A recente publicação de uma biografia de George Orwell ( Jacinta Maria Matos , Biografia intelectual de um guerrilheiro indesejado, Lisboa ,Edições 70, 2019) é o pretexto para a presente evocação . O escritor britânico, conhecido sobretudo por “1984 “e “A Quinta dos Animais “ procurou quase sempre juntar nas suas obras o propósito político e a intenção artística cujos valores prezava.
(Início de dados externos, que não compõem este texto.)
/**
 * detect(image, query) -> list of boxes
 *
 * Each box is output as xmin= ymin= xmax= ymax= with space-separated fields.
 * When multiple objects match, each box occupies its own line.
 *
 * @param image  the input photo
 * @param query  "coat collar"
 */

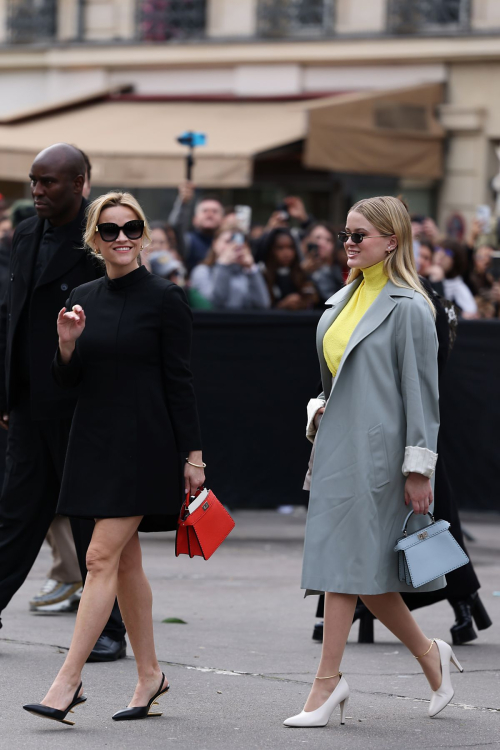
xmin=325 ymin=276 xmax=415 ymax=307
xmin=21 ymin=199 xmax=88 ymax=289
xmin=316 ymin=276 xmax=415 ymax=398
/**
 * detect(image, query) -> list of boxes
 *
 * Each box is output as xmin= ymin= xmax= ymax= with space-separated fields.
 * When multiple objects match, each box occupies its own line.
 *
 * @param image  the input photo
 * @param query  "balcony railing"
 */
xmin=137 ymin=0 xmax=207 ymax=42
xmin=7 ymin=0 xmax=57 ymax=44
xmin=257 ymin=0 xmax=335 ymax=38
xmin=388 ymin=0 xmax=470 ymax=34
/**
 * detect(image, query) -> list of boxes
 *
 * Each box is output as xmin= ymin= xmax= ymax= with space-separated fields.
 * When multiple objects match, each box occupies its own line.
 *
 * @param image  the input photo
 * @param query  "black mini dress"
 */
xmin=53 ymin=266 xmax=201 ymax=531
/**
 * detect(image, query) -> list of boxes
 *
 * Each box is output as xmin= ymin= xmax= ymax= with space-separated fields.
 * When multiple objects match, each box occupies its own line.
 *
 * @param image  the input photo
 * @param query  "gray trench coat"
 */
xmin=302 ymin=276 xmax=446 ymax=594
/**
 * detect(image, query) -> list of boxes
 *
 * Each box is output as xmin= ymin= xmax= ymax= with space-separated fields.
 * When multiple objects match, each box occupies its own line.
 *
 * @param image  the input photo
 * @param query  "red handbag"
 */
xmin=175 ymin=487 xmax=234 ymax=560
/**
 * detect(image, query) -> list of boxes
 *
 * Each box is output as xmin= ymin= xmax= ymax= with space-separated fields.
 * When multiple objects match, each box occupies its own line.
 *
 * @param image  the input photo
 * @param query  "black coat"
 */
xmin=0 ymin=200 xmax=104 ymax=419
xmin=53 ymin=266 xmax=201 ymax=531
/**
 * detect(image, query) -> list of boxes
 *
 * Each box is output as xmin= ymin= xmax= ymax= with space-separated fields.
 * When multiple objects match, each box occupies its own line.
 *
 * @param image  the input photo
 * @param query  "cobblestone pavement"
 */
xmin=0 ymin=509 xmax=500 ymax=750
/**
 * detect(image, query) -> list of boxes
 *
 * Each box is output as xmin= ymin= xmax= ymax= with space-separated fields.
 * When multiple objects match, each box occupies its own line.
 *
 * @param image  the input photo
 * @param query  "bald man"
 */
xmin=0 ymin=143 xmax=125 ymax=661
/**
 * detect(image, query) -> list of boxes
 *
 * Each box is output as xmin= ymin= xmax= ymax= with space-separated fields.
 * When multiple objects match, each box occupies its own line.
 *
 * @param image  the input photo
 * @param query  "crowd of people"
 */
xmin=0 ymin=181 xmax=500 ymax=319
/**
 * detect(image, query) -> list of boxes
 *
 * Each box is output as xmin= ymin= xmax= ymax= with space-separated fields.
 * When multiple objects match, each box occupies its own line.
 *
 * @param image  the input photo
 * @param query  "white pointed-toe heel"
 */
xmin=422 ymin=638 xmax=464 ymax=718
xmin=283 ymin=672 xmax=349 ymax=727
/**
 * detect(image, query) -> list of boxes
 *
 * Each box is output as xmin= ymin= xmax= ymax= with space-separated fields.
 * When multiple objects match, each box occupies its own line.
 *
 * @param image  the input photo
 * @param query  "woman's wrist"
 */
xmin=59 ymin=341 xmax=75 ymax=365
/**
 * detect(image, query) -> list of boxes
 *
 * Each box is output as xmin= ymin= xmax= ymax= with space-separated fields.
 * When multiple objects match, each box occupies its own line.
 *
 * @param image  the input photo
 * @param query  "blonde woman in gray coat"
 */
xmin=284 ymin=196 xmax=461 ymax=727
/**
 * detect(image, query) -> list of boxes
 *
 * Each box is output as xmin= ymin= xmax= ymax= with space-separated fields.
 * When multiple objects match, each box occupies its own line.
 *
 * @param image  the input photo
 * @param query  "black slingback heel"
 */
xmin=23 ymin=682 xmax=87 ymax=726
xmin=111 ymin=672 xmax=170 ymax=721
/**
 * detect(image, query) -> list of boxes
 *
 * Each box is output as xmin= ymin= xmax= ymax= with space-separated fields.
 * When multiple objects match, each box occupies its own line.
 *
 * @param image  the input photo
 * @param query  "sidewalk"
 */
xmin=0 ymin=511 xmax=500 ymax=750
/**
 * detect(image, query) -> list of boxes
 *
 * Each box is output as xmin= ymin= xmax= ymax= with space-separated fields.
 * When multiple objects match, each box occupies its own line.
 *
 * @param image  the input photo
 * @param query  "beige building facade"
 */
xmin=0 ymin=0 xmax=500 ymax=225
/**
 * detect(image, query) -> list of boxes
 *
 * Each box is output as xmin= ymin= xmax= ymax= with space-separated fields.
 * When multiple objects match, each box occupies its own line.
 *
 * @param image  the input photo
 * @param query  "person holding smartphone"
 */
xmin=191 ymin=227 xmax=271 ymax=310
xmin=301 ymin=221 xmax=345 ymax=305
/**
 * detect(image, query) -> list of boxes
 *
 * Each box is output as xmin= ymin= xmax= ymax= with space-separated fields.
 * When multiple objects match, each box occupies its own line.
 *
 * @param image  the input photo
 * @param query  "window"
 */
xmin=388 ymin=0 xmax=470 ymax=34
xmin=137 ymin=0 xmax=206 ymax=42
xmin=7 ymin=0 xmax=57 ymax=44
xmin=257 ymin=0 xmax=334 ymax=38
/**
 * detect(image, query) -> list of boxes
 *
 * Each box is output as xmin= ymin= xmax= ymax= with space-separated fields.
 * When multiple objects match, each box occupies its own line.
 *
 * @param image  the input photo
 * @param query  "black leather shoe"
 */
xmin=87 ymin=635 xmax=127 ymax=661
xmin=23 ymin=682 xmax=87 ymax=726
xmin=111 ymin=672 xmax=170 ymax=721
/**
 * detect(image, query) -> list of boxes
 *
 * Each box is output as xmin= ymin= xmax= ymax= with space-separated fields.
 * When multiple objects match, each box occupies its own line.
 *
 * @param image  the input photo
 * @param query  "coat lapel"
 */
xmin=17 ymin=219 xmax=44 ymax=290
xmin=37 ymin=200 xmax=87 ymax=287
xmin=317 ymin=276 xmax=415 ymax=398
xmin=316 ymin=276 xmax=363 ymax=398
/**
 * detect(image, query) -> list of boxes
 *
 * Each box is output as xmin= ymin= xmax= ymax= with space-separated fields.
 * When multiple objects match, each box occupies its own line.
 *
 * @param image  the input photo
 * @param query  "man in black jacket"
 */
xmin=0 ymin=143 xmax=126 ymax=661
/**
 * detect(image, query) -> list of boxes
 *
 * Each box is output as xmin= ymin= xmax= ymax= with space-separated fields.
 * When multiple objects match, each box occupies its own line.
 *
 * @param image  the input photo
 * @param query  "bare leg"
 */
xmin=118 ymin=533 xmax=162 ymax=706
xmin=42 ymin=516 xmax=142 ymax=710
xmin=304 ymin=592 xmax=358 ymax=711
xmin=361 ymin=592 xmax=441 ymax=690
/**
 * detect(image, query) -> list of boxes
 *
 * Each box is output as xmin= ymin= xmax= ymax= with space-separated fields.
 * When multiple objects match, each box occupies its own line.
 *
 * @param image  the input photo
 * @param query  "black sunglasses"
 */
xmin=337 ymin=232 xmax=392 ymax=245
xmin=95 ymin=219 xmax=144 ymax=242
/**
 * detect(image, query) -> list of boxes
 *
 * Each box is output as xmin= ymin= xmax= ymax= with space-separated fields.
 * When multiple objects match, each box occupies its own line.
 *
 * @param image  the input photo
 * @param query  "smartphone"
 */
xmin=231 ymin=232 xmax=245 ymax=246
xmin=276 ymin=203 xmax=290 ymax=221
xmin=234 ymin=206 xmax=252 ymax=234
xmin=476 ymin=205 xmax=491 ymax=234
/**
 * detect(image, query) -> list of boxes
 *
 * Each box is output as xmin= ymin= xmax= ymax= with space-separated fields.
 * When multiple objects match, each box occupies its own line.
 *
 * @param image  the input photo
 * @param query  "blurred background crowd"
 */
xmin=0 ymin=181 xmax=500 ymax=319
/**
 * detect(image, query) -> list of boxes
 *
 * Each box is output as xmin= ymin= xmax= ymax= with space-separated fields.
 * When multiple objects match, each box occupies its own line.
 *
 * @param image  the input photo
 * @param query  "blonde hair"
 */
xmin=347 ymin=195 xmax=436 ymax=318
xmin=83 ymin=190 xmax=151 ymax=256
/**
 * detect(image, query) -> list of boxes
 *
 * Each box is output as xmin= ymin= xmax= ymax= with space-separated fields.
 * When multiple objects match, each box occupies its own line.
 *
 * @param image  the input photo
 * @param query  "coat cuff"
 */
xmin=402 ymin=445 xmax=437 ymax=479
xmin=306 ymin=398 xmax=326 ymax=443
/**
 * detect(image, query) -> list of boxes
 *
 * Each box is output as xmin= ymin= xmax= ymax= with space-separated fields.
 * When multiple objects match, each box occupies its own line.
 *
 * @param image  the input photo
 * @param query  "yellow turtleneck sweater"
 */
xmin=323 ymin=261 xmax=388 ymax=377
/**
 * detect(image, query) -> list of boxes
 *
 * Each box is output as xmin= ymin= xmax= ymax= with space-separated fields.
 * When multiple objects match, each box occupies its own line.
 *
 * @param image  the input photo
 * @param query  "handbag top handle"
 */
xmin=401 ymin=510 xmax=436 ymax=536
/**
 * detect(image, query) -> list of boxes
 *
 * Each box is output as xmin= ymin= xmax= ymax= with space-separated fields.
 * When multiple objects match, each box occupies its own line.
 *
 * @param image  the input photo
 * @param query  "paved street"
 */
xmin=0 ymin=511 xmax=500 ymax=750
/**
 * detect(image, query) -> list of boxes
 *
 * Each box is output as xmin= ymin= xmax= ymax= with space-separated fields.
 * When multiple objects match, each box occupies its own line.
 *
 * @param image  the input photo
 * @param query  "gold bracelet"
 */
xmin=186 ymin=458 xmax=207 ymax=469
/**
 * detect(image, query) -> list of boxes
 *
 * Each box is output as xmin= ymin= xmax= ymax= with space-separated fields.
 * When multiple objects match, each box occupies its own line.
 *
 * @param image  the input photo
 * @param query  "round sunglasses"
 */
xmin=337 ymin=232 xmax=392 ymax=245
xmin=95 ymin=219 xmax=144 ymax=242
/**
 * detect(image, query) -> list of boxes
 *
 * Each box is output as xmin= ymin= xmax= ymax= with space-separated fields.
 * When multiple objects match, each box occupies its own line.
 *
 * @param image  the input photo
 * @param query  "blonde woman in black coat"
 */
xmin=24 ymin=193 xmax=205 ymax=723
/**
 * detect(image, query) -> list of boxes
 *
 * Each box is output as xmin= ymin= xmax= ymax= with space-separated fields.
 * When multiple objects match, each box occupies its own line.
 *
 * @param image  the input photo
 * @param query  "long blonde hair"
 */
xmin=83 ymin=190 xmax=151 ymax=257
xmin=347 ymin=195 xmax=436 ymax=318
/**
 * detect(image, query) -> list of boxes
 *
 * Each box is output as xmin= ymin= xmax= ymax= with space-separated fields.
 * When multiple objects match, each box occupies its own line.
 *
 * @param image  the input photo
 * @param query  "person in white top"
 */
xmin=434 ymin=240 xmax=478 ymax=318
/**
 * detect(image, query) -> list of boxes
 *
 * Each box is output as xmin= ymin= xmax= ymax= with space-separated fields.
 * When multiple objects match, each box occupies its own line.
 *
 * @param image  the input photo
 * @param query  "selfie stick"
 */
xmin=177 ymin=130 xmax=207 ymax=181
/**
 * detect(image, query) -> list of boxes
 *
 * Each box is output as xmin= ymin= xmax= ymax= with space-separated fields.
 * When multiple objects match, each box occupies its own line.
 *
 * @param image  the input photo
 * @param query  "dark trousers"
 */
xmin=0 ymin=398 xmax=125 ymax=640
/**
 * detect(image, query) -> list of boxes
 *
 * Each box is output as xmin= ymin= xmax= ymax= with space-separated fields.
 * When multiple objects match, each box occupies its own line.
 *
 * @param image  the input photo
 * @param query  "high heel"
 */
xmin=23 ymin=682 xmax=87 ymax=726
xmin=469 ymin=591 xmax=493 ymax=630
xmin=429 ymin=638 xmax=464 ymax=718
xmin=283 ymin=672 xmax=349 ymax=727
xmin=111 ymin=672 xmax=170 ymax=721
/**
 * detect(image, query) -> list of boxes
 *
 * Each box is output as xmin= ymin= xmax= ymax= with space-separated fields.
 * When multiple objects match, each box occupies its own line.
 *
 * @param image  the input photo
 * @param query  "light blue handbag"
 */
xmin=394 ymin=510 xmax=469 ymax=588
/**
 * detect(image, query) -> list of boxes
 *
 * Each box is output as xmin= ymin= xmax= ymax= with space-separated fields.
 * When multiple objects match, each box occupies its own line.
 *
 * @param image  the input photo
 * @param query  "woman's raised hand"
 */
xmin=57 ymin=305 xmax=85 ymax=365
xmin=57 ymin=305 xmax=85 ymax=345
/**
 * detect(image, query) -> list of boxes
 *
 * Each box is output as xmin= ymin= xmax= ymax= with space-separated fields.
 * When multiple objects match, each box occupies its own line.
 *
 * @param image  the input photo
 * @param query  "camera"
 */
xmin=231 ymin=232 xmax=245 ymax=245
xmin=491 ymin=250 xmax=500 ymax=281
xmin=177 ymin=130 xmax=207 ymax=148
xmin=276 ymin=203 xmax=290 ymax=221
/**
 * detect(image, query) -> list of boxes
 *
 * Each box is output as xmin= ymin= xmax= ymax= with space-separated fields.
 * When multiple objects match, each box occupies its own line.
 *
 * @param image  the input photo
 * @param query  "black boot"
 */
xmin=313 ymin=622 xmax=323 ymax=643
xmin=352 ymin=599 xmax=375 ymax=643
xmin=469 ymin=591 xmax=493 ymax=630
xmin=450 ymin=599 xmax=477 ymax=646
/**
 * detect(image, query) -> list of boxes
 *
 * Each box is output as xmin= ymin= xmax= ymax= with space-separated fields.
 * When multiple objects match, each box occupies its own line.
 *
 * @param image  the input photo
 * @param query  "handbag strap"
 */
xmin=401 ymin=510 xmax=436 ymax=536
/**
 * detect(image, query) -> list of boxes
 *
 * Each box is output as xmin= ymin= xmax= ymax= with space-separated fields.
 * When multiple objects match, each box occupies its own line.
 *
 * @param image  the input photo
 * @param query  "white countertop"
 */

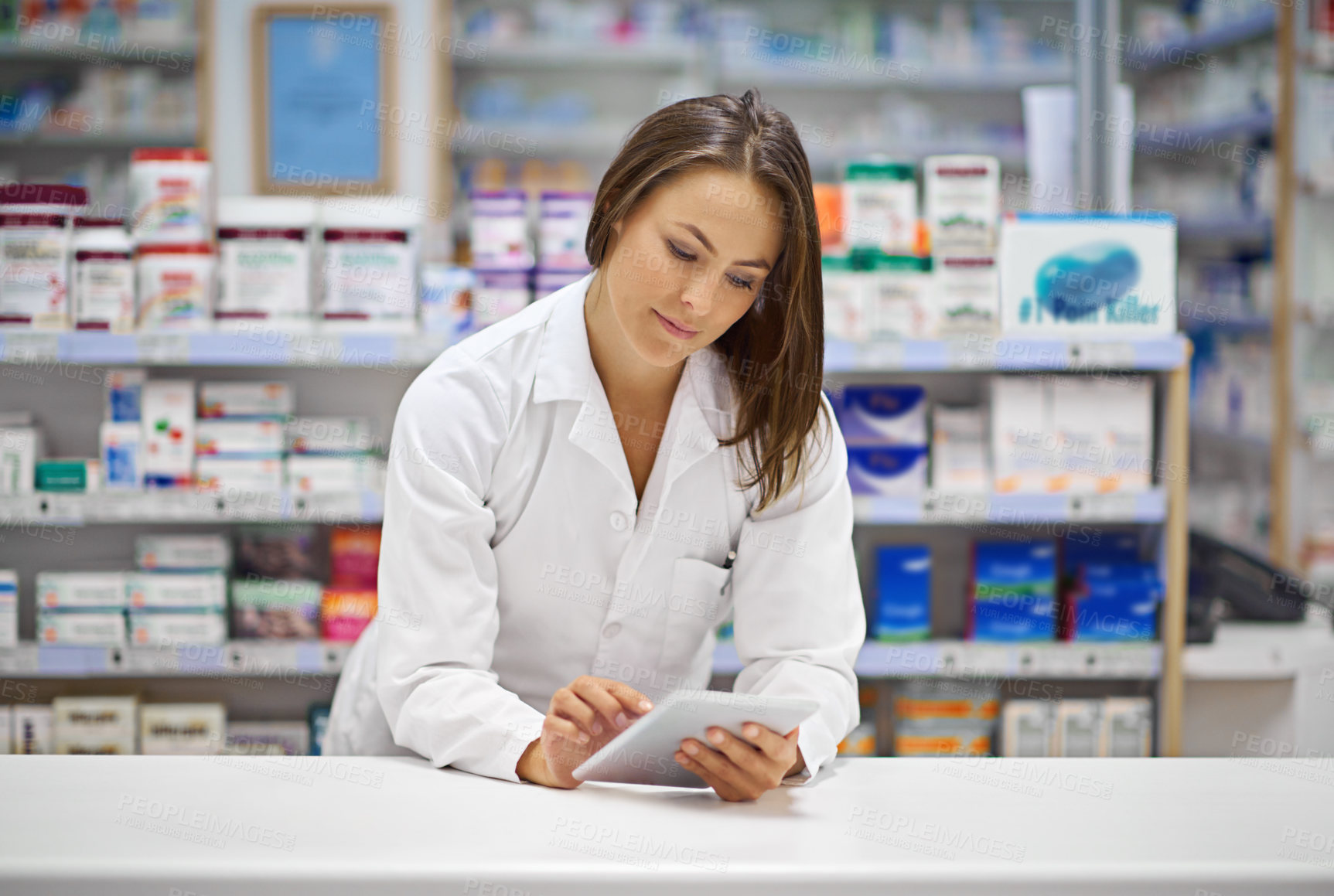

E essa dupla atitude é muito clara nessas suas duas mais famosas obras, hoje consideradas clássicos da literatura mundial. O que nem sempre foi claro – e tantas vezes deliberada ou intencionalmente confundido – foi o exacto sentido do propósito político . Por isso mesmo conservadores, liberais, socialistas ou marxistas interpretaram e continuam a interpretar de forma diferente e tantas vezes contraditória o sentido dessas ideias.
Para não falar nas adaptações ( e manipulações ) para outros formatos e meios , como o cinema, o teatro ou a banda desenhada, que em 70 anos se multiplicaram . Mas o propósito de Orwell, naquelas duas obras mas em particular na Quinta dos Animais foi um e um só: desmitificar a URSS como utopia de esquerda . O alvo foi pois o totalitarismo estalinista.
Mas se este ponto é relativamente consensual há outro corolário no pensamento de Orwell menos óbvio mas tão ou mais importante : o renascimento do socialismo ( democrático ou reformista mas sempre anti-capitalista ) exigia a destruição do mito soviético e a denúncia dos seus desvios .Uma batalha que hoje consideramos ganha mas que nas condições políticas do imediato pós II Guerra Mundial e no contexto da intelectualidade britânica ,acrítica em relação a Estaline, exigiu a Orwell coragem e determinação.
Para todos aqueles que, como eu, sempre se mantiveram fiéis ao partido da reforma e do movimento propugnado por Eduard Bernstein no séc.XIX, regressar a Orwell e ter da sua vida e obra um olhar luminoso e esclarecedor é um conforto de alma e um prazer intelectual.
E isso deve-se , voltando ao que de início escrevi, a essa rara e notabilíssima biografia da autoria da Profª . Jacinta Maria Matos . Rara porque não é nada frequente lermos biografias de personalidades mundiais escritas por portugueses /as . Notabilíssima porque é um trabalho a um tempo rigoroso e entusiástico , profundo mas acessível a um público não especializado e sobretudo literariamente muito cuidado ( o que não é um pormenor ).